Esta acción en la polis nunca debe prescindir del estilo de comunicación y de praxis: también esto es una exigencia fundamental, porque el estilo es tan importante como el contenido del mensaje, sobre todo para nosotros, cristianos. 

Es significativo que en los Evangelios se encuentre en boca de Jesús una mayor insistencia en el estilo que en el contenido del mensaje, que es siempre sintético y preciso: «No seáis como los hipócritas» (cf. Mt 6,2.5.16); «Id como ovejas entre lobos» (cf. Mt 10,16); «Aprended de mí, que soy manso y humilde de corazón» (Mt 11,29). 

Sí, el estilo con el que el cristiano se relaciona con los hombres es determinante: de él depende la fe misma, porque no se puede anunciar a un Jesús que habla de Dios con mansedumbre, humildad y misericordia, y hacerlo con un estilo arrogante, con tonos fuertes o incluso con actitudes propias de la militancia mundana. 

Y para salvaguardar el estilo cristiano hay que resistir la tentación de mostrar los músculos. La fe no es una cuestión de números, sino de convicción profunda y grandeza de espíritu, de capacidad de no tener miedo al otro, al diferente, sino de saber escucharlo con dulzura, discernimiento y respeto. Del estilo de los cristianos en el mundo depende que el Evangelio sea escuchado como buena o mala comunicación y, por tanto, como buena o mala noticia. 

La concepción cristiana de la política es «subversiva» y a veces puede ser «anormal», en el sentido de que se aleja de lo que en la historia es norma, es triunfante y más fácilmente constatable. De hecho, en la historia, la religión y la política han ido a menudo de la mano, apoyándose mutuamente: basta pensar en la res publica romana, en la que la religión obligaba a los ciudadanos a la devoción al emperador; en la época constantiniana, que desde el siglo IV llegó en diferentes formas hasta el siglo XIX; en el poder temporal concedido a los papas; en los Estados confesionales... 

Pero la fe cristiana choca con esta concepción, porque pretende tener principios inalienables y no negociables en la vida personal del cristiano y en la de la comunidad cristiana: el perdón y el amor al enemigo, la defensa de los últimos, la dignidad de toda persona viva, la acogida de los extranjeros... 

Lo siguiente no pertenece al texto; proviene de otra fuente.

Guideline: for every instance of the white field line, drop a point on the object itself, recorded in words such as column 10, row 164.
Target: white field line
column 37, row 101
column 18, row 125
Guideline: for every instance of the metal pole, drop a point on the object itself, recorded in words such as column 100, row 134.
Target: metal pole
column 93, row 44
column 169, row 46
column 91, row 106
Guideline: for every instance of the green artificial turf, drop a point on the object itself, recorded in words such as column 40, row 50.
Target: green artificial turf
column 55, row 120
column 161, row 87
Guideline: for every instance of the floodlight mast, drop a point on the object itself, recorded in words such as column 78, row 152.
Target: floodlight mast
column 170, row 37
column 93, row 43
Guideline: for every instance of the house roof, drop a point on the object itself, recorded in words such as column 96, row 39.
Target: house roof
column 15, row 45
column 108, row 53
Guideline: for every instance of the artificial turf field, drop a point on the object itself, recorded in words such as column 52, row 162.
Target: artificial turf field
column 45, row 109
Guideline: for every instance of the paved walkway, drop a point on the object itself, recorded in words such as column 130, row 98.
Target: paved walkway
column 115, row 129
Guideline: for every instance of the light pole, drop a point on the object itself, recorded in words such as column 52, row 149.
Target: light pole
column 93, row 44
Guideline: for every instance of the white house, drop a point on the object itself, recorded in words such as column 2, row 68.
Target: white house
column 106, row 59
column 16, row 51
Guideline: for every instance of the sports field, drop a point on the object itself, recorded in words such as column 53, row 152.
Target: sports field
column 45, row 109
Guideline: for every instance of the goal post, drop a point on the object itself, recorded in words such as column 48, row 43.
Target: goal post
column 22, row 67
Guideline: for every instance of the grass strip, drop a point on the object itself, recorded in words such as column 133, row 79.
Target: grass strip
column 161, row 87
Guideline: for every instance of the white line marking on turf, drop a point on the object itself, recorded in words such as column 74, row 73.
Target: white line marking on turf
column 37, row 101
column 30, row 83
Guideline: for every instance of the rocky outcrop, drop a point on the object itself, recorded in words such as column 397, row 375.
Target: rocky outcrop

La diferencia cristiana aparece donde el mensaje del Evangelio se opone a la necessitas impuesta por cualquier poder mundano. Es cierto que la relación entre política y fe cristiana nunca se resuelve de manera definitiva ni estática: pero este es el espacio de la profecía, al servicio de la libertad y la humanización de los hombres.